# Calendar sync issue with Entourage 2008, Exchange 2007, Outlook 2003



## volleybill (Nov 10, 2008)

This has been buggin us since March of 2008 and i will detail it as much as I can. We have a VP that uses Entourage 2008 for Mac on a MacBook Pro and a Mac Air using Mac OS X version 10.4.11 and he connects to our Exchange 2007 Server with SP1

He has a delegate or admin that uses Outlook 2003 SP2 on Windows XP Pro SP2 with a shared view of his calendar with Editorial rights.

She creates all his meetings and also handles the time or date changes for those events as well. Once in a while a meeing that she has changed the time or date with has reverted back to the original time on the VP's calendar. Even meetings she has deleted have resurfaced back on the VP's calendar as well and these have been confirmed by myself via an OWA connection to the VP's mailbox on the server.

Is this an issue that lies within the Entourage client? or the fact that she is using Outlook and he is using Entourage (but both are just client pulling info from the server)? he also has a Blackberry that sync over the air but I have since confirmed with RIM that this cannot be an issue as they have not seen it yet and our other 1499 Blackbeery users with Outlook would be complaining as well - and they are not.

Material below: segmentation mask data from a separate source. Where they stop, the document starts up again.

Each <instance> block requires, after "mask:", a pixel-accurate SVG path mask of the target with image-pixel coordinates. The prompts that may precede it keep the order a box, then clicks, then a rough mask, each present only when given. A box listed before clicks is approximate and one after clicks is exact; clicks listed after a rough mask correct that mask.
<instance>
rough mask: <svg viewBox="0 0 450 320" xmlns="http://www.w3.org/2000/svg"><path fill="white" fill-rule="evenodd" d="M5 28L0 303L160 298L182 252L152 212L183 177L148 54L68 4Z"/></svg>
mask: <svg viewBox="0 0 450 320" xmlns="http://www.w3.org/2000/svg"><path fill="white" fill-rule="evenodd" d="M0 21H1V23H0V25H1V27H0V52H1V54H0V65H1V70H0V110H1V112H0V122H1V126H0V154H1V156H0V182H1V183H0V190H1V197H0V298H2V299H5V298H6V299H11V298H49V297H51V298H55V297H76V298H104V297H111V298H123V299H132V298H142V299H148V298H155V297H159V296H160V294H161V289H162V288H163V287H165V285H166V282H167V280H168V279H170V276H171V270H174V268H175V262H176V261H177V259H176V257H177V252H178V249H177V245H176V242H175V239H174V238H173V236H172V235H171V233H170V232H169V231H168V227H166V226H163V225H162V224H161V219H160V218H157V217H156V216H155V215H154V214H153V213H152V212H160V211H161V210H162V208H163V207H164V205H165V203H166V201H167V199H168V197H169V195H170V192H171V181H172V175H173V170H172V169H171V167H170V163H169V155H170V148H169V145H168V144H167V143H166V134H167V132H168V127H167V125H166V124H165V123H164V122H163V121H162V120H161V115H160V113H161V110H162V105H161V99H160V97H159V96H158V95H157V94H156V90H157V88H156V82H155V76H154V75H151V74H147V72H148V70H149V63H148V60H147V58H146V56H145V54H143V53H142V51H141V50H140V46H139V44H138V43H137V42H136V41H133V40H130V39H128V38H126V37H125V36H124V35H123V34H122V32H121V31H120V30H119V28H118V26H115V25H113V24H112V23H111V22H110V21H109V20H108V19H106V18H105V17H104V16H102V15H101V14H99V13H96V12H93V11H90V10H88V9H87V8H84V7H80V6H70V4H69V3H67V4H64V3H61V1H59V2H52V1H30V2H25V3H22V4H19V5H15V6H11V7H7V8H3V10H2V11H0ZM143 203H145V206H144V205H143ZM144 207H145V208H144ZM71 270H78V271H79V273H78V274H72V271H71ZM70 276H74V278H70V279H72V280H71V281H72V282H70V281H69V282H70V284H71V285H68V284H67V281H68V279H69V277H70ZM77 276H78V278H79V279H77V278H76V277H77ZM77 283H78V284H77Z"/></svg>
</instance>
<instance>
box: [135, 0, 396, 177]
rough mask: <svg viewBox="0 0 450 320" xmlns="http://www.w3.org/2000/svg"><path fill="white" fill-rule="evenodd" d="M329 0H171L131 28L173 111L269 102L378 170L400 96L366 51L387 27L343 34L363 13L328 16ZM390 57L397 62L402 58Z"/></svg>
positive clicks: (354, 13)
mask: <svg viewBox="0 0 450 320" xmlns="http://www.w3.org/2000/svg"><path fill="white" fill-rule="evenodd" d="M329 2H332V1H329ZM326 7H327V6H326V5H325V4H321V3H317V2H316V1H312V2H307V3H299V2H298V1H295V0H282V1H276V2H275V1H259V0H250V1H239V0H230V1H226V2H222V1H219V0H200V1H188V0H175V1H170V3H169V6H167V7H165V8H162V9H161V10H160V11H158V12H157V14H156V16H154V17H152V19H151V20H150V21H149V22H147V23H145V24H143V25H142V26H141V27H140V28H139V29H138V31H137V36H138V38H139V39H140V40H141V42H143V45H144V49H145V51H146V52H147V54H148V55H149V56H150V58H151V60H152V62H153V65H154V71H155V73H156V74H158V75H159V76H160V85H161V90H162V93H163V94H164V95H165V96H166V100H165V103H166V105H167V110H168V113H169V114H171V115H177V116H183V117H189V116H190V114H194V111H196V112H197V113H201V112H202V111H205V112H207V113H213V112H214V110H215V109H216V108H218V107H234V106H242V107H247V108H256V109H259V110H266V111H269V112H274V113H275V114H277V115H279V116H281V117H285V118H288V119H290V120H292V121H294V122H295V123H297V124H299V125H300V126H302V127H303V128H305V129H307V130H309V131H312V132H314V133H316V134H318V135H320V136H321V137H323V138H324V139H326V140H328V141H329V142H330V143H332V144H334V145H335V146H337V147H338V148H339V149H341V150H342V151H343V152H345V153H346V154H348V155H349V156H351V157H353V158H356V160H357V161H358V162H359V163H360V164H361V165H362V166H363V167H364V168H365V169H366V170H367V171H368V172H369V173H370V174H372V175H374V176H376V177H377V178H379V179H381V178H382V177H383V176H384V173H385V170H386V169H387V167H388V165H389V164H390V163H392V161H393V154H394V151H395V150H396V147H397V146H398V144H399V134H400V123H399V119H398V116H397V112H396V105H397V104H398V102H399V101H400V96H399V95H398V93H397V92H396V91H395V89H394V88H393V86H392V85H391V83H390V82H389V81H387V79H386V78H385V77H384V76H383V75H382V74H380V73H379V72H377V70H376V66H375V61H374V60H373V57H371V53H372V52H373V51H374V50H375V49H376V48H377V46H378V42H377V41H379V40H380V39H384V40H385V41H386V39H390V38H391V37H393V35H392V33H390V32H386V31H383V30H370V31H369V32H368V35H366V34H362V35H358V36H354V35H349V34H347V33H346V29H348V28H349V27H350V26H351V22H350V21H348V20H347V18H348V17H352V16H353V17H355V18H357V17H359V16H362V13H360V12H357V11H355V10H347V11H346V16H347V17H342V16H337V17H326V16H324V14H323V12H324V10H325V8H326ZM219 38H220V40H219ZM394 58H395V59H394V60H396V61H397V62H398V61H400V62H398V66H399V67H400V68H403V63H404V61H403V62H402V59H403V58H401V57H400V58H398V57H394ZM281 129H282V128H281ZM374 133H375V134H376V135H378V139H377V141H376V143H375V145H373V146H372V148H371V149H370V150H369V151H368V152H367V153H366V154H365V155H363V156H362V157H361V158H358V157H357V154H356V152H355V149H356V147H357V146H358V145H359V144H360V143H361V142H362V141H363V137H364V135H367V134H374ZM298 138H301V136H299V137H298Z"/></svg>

They only thing that seems to be a constant is the fact that the meetings which have issues are meetings that have either been updated or deleted - no meeting appears to have gone missing that has NOT been touched or updated.

I am really lost and running out of ideas - even have a case open with Microsoft and not getting much help there either


----------



## penguindan (Dec 16, 2008)

volleybill, I have exactly the same scenario, albeit with one extra Mac involved and an iPhone involved.

I've seen a few reports of this happening on various forums but no answers. Nothing listed on MS Support site either. 

How did you get on with the support case with Microsoft? I'm at the point of opening one with them myself.

Thanks


----------